Computational prioritization of cancer driver genes for precision oncology Shrestha, Raunak


Advances in high-throughput sequencing technologies has drastically increased the efficiency to access different alterations in the genome, transcriptome, proteome, and epigenome of a cancer cell. This has increased the computational burden to analyze these “big data” making the translation of the knowledge into insightful and impactful patient outcomes extraordinarily challenging. Among these alterations, only a few “driver” alterations are expected to confer crucial growth advantage. These are greatly outnumbered by functionally inconsequential “passenger” alterations. This poses a significant challenge for the identification of driver alterations, requiring solutions to novel algorithmic problems. Although, the insight on driver alterations is critical to guide selection of appropriate drug therapies for the patient, no specific tools exist to help clinicians contextualize the enormous genomic information when making therapeutic decisions. In this thesis we describe novel algorithms for the identification and prioritization of cancer driver genes. First we describe, HIT’nDRIVE, a combinatorial algorithm measuring the impact of genomic aberration to global changes of gene expression pattern to prioritize cancer driver genes. We also demonstrate its application on large multi-omics cancer datasets to guide precision oncology.

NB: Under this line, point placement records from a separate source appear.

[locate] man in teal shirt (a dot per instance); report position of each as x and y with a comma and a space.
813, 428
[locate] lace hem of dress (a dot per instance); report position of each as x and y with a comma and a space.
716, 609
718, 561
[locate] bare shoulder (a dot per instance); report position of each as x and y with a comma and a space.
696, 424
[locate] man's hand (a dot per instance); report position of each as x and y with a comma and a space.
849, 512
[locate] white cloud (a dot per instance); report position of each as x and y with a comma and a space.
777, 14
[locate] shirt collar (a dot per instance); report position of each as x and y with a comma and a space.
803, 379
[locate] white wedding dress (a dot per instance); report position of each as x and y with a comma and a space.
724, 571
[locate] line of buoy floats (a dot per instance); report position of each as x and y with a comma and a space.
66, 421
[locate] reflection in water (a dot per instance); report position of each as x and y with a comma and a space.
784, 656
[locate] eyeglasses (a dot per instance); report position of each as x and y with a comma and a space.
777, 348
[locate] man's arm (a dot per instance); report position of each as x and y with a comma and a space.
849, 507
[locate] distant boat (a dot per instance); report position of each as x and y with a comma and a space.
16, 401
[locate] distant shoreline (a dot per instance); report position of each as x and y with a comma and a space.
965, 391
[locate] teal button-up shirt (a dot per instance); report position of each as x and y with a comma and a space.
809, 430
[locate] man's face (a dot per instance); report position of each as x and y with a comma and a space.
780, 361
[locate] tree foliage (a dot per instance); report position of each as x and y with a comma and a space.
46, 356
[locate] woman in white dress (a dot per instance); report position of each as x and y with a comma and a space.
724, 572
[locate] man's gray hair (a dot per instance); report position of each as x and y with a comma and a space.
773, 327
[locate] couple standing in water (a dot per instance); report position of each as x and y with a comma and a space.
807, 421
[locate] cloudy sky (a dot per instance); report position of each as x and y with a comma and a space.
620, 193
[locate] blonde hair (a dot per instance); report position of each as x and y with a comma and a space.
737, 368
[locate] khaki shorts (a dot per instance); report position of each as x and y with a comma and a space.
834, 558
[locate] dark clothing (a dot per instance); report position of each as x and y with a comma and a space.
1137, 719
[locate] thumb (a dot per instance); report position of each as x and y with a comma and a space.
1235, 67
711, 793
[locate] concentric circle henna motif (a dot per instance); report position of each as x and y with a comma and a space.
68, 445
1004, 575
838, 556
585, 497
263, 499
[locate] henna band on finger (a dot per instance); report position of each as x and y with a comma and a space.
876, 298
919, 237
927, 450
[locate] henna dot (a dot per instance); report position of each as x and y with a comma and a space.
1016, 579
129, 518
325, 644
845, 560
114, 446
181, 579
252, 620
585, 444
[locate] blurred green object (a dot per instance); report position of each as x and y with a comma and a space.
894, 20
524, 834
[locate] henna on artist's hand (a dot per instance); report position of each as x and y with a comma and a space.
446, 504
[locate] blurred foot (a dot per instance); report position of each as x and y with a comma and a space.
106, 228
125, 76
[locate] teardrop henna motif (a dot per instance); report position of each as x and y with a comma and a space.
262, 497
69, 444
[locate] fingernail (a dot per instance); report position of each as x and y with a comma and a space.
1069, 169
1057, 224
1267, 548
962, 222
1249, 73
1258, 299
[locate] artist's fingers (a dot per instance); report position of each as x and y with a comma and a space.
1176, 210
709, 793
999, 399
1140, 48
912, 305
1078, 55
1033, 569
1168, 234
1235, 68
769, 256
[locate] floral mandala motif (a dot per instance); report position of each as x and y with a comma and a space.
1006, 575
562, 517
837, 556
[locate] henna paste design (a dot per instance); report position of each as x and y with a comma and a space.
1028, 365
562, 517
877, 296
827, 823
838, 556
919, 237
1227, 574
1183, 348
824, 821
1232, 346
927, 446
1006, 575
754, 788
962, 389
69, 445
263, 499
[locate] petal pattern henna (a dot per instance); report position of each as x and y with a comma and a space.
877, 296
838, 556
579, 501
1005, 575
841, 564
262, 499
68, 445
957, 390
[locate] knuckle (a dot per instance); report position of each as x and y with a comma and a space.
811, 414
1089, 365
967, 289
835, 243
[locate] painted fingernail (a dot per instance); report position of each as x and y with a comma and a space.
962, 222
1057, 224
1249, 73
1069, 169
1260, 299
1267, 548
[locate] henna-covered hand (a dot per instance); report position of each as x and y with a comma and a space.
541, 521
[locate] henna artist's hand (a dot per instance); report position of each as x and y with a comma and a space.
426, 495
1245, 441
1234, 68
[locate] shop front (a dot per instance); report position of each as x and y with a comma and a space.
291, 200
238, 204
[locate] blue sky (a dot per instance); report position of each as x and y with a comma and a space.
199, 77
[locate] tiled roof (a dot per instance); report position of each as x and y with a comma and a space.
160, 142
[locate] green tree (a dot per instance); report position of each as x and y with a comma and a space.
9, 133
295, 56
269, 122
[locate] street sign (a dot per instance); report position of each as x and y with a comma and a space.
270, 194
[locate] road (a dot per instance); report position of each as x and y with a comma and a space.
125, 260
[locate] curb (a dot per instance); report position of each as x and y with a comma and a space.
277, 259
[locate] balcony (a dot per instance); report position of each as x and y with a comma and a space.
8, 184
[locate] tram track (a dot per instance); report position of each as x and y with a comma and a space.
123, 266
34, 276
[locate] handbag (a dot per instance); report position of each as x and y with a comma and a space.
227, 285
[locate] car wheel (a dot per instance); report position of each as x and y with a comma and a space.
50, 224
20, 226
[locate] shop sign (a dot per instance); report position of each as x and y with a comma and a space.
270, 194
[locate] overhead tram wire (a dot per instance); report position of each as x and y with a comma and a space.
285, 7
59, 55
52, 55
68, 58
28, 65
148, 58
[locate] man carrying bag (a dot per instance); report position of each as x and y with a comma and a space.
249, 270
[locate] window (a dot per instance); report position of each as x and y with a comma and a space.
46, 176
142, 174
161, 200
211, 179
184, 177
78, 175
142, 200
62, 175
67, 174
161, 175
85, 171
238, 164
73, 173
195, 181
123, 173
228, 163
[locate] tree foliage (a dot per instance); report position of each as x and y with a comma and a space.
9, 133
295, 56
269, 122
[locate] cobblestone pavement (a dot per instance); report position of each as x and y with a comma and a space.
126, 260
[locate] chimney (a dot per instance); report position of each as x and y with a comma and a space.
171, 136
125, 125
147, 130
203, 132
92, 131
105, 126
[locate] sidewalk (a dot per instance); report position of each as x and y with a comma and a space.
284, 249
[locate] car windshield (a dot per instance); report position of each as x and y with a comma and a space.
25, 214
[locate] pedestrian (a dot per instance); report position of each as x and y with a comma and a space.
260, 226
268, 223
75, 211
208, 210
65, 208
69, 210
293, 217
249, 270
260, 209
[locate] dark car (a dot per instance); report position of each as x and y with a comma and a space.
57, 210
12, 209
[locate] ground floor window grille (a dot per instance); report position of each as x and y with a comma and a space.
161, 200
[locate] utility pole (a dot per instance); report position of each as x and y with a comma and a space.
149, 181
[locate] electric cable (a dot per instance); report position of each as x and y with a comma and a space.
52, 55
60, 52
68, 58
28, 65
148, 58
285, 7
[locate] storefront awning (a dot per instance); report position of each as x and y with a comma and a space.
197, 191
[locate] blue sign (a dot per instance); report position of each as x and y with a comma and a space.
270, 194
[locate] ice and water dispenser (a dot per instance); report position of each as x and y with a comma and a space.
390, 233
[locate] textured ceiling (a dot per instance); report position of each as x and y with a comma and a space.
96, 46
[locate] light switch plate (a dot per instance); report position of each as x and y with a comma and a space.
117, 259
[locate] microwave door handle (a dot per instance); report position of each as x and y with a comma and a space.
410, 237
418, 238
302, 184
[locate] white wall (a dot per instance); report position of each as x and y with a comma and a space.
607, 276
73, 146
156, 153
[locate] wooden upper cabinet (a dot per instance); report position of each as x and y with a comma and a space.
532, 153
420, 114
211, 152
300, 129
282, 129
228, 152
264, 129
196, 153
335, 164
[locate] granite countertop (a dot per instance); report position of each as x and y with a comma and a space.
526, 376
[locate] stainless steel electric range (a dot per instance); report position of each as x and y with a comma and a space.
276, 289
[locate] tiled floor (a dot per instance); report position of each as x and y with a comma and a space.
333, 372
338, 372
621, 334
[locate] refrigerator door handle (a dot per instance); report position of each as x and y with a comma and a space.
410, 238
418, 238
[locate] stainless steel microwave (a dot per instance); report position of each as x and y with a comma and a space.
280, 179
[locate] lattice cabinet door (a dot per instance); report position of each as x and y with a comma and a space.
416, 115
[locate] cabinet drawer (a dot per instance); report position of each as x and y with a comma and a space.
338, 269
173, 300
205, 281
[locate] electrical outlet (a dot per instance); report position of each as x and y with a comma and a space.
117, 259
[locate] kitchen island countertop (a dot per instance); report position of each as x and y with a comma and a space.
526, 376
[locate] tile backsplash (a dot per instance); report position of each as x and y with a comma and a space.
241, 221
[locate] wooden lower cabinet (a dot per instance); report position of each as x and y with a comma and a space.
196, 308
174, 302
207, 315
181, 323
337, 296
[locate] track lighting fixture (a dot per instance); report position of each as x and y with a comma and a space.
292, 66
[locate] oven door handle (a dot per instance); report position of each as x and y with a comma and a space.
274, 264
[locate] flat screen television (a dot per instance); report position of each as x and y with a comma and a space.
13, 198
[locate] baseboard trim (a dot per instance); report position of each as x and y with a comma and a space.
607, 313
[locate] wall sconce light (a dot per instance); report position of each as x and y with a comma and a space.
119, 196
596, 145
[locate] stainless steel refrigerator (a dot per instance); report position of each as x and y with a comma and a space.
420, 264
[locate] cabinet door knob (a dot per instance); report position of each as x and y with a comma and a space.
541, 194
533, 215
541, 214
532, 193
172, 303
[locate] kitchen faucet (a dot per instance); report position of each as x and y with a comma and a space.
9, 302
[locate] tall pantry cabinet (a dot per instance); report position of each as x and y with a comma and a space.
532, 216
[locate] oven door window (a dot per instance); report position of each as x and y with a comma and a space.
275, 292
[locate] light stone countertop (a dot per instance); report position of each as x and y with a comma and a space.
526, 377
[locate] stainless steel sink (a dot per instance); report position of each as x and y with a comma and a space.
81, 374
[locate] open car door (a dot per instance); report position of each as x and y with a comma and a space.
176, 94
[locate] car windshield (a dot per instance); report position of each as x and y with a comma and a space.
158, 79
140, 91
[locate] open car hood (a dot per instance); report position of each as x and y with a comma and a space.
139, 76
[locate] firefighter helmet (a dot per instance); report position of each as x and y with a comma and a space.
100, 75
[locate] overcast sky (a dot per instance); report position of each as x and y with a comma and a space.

We further describe integrative multi-omics characterization of peritoneal mesothelioma, a rare cancer of abdomen. Here using HIT’nDRIVE, we identified peritoneal mesothelioma with BAP1 loss to form a distinct molecular subtype characterized by distinct gene expression patterns of chromatin remodeling, DNA repair pathways, and immune checkpoint receptor activation. We demonstrate that this subtype is correlated with an inflammatory tumor microenvironment and thus is a candidate for immune checkpoint blockade therapies. Finally, we describe, cd-CAP, a combinatorial algorithm to identify subnetworks with conserved molecular alteration pattern across a large subset of a tumor sample cohort. Notably, we demonstrate that many of the largest highly conserved subnetworks within a tumor type solely consist of genes that have been subject to copy number gain, typically located on the same chromosomal arm and thus likely a result of a single, large scale copy number amplification.